Recall the optimality condition of the general optimization problem: if $x_{*}$ is a local minimum, then $⟨ \partial f_{0} (x_{*}), v ⟩ \geq 0$ for all $v \in T_{C} (x_{*})$ . In light of the preceding characterization of $T_{C} (x_{*})$ , this is equivalent to there is no $v \in R^{d}$ such that

\begin{aligned} {⟨ \partial f_{i} (x_{*}), v ⟩ & \leq 0}_{i \in A}, \\ - ⟨ \partial f_{0} (x_{*}), v ⟩ & < 0. \end{aligned}

Consider the $v$ in the preceding system of inequalities as (the normal vector) of a hyperplane thru the origin. The optimality condition has a geometric interpretation: there is no hyperplane (thru the origin) that separates $- \partial f_{0} (x_{*})$ from ${\partial f_{i} (x_{*})}_{i \in A}$ . This implies $\partial f_{0} (x_{*})$ is in the conic hull of ${\partial f_{i} (x_{*})}_{i \in A}$ : i.e. there is $λ \in R_{+}^{m}$ such that

- \partial f_{0} (x_{*}) = \sum_{i \in A} λ_{i} \partial f_{i} (x_{*}) .
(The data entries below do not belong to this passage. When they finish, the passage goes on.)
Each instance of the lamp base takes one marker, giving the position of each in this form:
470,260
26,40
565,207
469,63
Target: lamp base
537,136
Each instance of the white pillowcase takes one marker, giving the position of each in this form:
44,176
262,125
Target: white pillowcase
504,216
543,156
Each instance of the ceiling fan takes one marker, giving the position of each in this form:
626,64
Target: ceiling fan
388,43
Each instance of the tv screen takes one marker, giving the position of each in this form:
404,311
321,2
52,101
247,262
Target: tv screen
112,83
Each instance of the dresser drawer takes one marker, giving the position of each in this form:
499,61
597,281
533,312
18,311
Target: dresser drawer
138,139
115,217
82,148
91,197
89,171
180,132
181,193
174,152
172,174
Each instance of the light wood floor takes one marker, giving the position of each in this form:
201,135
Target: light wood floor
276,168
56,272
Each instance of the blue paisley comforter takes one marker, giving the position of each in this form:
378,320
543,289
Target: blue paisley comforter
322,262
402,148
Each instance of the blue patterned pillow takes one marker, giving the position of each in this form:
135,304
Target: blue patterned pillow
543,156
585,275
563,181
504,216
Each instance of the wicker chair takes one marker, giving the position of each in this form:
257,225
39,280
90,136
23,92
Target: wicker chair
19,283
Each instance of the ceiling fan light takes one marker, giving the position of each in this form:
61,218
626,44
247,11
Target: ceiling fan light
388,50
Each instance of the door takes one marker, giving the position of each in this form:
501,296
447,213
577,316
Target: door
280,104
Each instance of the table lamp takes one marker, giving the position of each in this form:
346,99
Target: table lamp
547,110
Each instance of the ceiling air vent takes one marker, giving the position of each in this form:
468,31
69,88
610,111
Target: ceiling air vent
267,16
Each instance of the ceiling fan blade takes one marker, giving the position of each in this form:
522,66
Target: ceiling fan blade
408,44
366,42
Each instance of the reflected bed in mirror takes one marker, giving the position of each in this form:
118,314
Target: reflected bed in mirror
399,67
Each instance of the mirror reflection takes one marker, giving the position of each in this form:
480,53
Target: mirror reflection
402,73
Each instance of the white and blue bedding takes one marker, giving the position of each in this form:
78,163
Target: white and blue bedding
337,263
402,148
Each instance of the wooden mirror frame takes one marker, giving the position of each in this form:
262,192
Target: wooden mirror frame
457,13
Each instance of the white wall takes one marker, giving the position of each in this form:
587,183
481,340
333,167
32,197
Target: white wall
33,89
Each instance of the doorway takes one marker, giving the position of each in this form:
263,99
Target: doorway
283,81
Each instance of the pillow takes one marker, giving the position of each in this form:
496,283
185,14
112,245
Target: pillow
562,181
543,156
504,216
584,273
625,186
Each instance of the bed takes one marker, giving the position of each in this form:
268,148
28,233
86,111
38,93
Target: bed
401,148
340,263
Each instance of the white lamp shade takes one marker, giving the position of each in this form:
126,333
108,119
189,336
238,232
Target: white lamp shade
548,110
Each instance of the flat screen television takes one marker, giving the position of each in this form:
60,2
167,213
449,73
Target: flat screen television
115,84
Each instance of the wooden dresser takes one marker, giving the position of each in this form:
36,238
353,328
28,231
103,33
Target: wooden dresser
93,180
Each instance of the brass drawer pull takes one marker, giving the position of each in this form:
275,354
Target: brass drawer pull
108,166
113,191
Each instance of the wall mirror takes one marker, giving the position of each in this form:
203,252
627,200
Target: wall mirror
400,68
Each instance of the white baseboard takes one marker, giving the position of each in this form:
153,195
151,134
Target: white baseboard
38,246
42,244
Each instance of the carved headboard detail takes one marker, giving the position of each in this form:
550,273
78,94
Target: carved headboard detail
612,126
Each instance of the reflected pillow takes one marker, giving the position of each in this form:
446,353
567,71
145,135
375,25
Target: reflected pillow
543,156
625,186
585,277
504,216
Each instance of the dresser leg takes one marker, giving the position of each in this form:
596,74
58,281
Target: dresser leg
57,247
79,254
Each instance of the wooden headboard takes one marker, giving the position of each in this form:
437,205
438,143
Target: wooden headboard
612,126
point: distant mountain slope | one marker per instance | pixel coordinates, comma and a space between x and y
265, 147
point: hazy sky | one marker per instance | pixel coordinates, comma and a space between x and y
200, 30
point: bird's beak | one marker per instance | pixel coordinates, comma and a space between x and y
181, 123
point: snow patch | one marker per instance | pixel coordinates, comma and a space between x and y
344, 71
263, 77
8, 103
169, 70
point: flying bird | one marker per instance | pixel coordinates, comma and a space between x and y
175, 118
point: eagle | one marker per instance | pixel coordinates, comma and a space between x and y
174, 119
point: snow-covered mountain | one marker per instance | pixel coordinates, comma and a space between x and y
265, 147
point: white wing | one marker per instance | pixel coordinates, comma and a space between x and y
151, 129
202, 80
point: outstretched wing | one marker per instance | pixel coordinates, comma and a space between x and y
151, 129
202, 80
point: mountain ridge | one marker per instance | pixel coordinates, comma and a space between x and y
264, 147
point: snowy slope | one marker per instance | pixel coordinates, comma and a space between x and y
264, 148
This is almost the stationarity condition in the KKT conditions. We pad $λ$ with zero entries for the constraints that are inactive to get

- \partial f_{0} (x_{*}) = \sum_{i = 1}^{m} λ_{i} \partial f_{i} (x_{*})

to get the stationarity condition. The complementary slackness and dual feasibility conditions follows from the construction of $λ$ . Finally, the primal feasibility condition is a consequence of the fact that $x_{*}$ is a local minimum (hence it’s feasible).

Posted on February 17, 2025 from Ann Arbor, MI.